The version of the Scriptures by Arias Montanus, is in some respects a contrast to that of Castalio. Arias, by adopting the literal mode of translation, probably intended to give as faithful a picture as he could, both of the sense and manner of the original. Not considering the different genius of the Hebrew, the Greek, and the Latin, in the various meaning and import of words of the same primary sense; the difference of combination and construction, and the peculiarity of idioms belonging to each tongue, he has treated the three languages as if they corresponded perfectly in all those particulars; and the consequence is, he has produced a composition which fails in every one requisite of a good translation: it conveys neither the sense of the original, nor its manner and style; and it abounds in barbarisms, solecisms, and grammatical inaccuracy.[31] In Latin, two negatives make an affirmative; but it is otherwise in Greek; they only give force to the negation: χωρις εμου ου δυνασθε ποιειν ουδεν, as translated by Arias, sine me non potestis facere nihil, is therefore directly contrary to the sense of the original: And surely that translator cannot be said either to do justice to the manner and style of his author, or to write with the ease of original composition, who, instead of perspicuous thought, expressed in pure, correct, and easy phraseology, gives us obscure and unintelligible sentiments, conveyed in barbarous terms and constructions, irreconcileable to the rules of the language in which he uses them. Et nunc dixi vobis ante fieri, ut quum factum fuerit credatis.—Ascendit autem et Joseph a Galilæa in civitatem David, propter esse ipsum ex domo et familia David, describi cum Maria desponsata sibi uxore, existente prægnante. Factum autem in esse eos ibi, impleti sunt dies parere ipsam.—Venerunt ad portam, quæ spontanea aperta est eis, et exeuntes processerunt vicum.—Nunquid aquam prohibere potest quis ad non baptizare hos?—Spectat descendens super se vas quoddam linteum, quatuor initiis vinctum.—Aperiens autem Petrus os, dixit: in veritate deprehendo quia non est personarum acceptor Deus.[32]
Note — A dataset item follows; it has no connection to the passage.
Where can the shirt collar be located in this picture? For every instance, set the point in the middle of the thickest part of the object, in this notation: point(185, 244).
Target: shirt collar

The characteristic of the language of Homer is strength united with simplicity. He employs frequent images, allusions, and similes; but he very rarely uses metaphorical expression. The use of this style, therefore, in a translation of Homer, is an offence against the character of the original. Mr. Pope, though not often, is sometimes chargeable with this fault; as where he terms the arrows of Apollo “the feather’d fates,” Iliad, 1, 68, a quiver of arrows, “a store of flying fates,” Odyssey, 22, 136: or instead of saying, that the soil is fertile in corn, “in wavy gold the summer vales are dress’d,” Odyssey, 19, 131; the soldier wept, “from his eyes pour’d down the tender dew,” Ibid. 11, 486.